The quaestor smiled at his pet. “Doubtless you have read many books,” he said, looking sidelong at Rashmika. “That is to be applauded.”
She looked at the animal warily. “I grew up in the digs, Quaestor. I’ve helped with the excavation work. I’ve breathed scuttler dust from the moment I was born.”
“Unfortunately, though, that’s hardly the most unique of claims. How many scuttler fossils have you examined?”
“None,” Rashmika said, after a moment.
“Well, then.” The quaestor dabbed his forefinger against his lip, then touched it against the mouthpiece of the animal. “That’s enough for you, Peppermint.”
Crozet coughed. “Shall we continue this discussion aboard the caravan, Quaestor? I don’t want to have too great a journey back home, and we still have a lot of business to attend to.”
The creature—Peppermint—retreated back along the quaestor’s arm now that its feast was over. It began to clean its face with tiny scissoring forelimbs.
“The girl’s your responsibility, Crozet?” the quaestor asked.
“Not exactly, no.” He looked at Rashmika and corrected himself. “What I mean is, yes, I’m taking care of her until she gets where she’s going, and I’ll take it personally if anyone lays a hand on her. But what she does with herself after that is none of my business.”

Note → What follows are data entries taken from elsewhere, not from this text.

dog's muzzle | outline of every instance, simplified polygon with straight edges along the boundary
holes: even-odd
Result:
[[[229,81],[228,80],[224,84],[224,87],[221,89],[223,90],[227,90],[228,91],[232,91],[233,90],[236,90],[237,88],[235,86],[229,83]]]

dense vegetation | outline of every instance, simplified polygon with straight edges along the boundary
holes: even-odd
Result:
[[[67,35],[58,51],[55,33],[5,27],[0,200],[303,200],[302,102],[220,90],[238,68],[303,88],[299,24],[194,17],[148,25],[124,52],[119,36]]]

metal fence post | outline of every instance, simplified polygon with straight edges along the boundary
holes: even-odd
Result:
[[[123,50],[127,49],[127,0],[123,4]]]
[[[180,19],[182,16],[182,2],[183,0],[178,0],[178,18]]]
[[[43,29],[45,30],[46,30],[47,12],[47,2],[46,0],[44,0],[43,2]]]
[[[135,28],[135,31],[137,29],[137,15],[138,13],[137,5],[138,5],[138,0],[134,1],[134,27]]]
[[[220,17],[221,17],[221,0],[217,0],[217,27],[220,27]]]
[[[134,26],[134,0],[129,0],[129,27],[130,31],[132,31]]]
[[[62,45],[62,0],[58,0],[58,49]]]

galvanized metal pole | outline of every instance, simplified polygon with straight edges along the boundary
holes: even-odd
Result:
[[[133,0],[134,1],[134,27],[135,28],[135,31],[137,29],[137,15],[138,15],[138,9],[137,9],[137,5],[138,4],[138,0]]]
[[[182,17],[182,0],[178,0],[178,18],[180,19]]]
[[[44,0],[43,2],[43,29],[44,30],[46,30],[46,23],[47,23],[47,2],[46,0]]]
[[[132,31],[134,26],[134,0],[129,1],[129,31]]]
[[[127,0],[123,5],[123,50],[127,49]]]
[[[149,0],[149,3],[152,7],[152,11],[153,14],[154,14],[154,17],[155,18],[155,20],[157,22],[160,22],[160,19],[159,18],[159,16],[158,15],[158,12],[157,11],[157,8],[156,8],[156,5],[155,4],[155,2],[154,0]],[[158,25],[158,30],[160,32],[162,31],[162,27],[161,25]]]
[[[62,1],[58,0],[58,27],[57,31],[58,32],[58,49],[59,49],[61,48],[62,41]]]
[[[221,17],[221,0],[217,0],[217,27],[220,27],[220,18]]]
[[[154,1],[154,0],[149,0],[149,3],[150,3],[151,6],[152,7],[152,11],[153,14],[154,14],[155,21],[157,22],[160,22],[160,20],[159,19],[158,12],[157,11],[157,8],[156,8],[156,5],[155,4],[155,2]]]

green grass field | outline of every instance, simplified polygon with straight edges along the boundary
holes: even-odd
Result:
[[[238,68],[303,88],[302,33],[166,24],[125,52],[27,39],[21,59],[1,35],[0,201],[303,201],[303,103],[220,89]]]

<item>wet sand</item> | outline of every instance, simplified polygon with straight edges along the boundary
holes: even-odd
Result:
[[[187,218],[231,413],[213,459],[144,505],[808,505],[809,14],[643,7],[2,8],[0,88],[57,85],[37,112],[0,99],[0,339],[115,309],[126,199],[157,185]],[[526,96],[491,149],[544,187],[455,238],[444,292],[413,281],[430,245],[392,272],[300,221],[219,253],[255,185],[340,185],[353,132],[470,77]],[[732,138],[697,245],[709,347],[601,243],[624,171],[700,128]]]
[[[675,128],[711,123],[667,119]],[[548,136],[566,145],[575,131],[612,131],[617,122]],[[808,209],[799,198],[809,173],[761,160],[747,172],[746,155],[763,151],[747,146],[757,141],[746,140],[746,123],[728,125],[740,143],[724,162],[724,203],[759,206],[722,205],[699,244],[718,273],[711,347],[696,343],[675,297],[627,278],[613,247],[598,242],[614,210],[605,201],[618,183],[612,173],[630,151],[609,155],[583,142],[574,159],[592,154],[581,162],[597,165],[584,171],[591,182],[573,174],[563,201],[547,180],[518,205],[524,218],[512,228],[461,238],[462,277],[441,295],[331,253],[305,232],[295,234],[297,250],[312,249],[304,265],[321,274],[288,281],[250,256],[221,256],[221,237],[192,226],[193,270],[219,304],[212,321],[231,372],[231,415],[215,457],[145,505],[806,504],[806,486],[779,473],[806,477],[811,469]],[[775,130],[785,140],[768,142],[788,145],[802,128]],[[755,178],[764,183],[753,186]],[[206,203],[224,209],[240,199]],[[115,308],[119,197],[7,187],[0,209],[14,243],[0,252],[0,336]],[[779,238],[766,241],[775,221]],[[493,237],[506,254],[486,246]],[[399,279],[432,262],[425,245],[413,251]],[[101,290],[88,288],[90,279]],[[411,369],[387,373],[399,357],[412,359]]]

The quaestor’s attention snapped back to Rashmika. “And how old are you, exactly?”
“Old enough,” she said.
The green creature turned the turret of its head towards her, its blank faceted eyes like blackberries.
 
Hela Surface, 2615
 
Quaiche slipped in and out of consciousness. With each transition, the difference between the two states became less clear cut. He hallucinated, and then hallucinated that the hallucinations were real. He kept seeing rescuers scrabbling over the scree, picking up their pace as they saw him, waving their gloved hands in greeting. The second or third time, it made him laugh to think that he had imagined rescuers arriving under exactly the same circumstances as the real ones. No one would ever believe him, would they?
But somewhere between the rescuers arriving and the point where they started getting him to safety, he always ended up back in the ship, his chest aching, one eye seeing the world as if through a gauze.
The
Dominatrix
kept arriving, sliding down between the sheer walls of the rift. The long, dark ship would kneel down on spikes of arresting thrust. The mid-hull access hatch would slide open and Morwenna would emerge. She would come out in a blur of pistons, racing to his rescue, as magnificent and terrible as an army arrayed for battle. She would pull him from the wreck of the
Daughter
, and with a dreamlike illogic he would not need to breathe as she helped him back to the other ship through a crisp, airless landscape of shadow and light. Or she would come out in the scrimshaw suit, somehow managing to make it move even though he knew the thing was welded tight, incapable of flexing.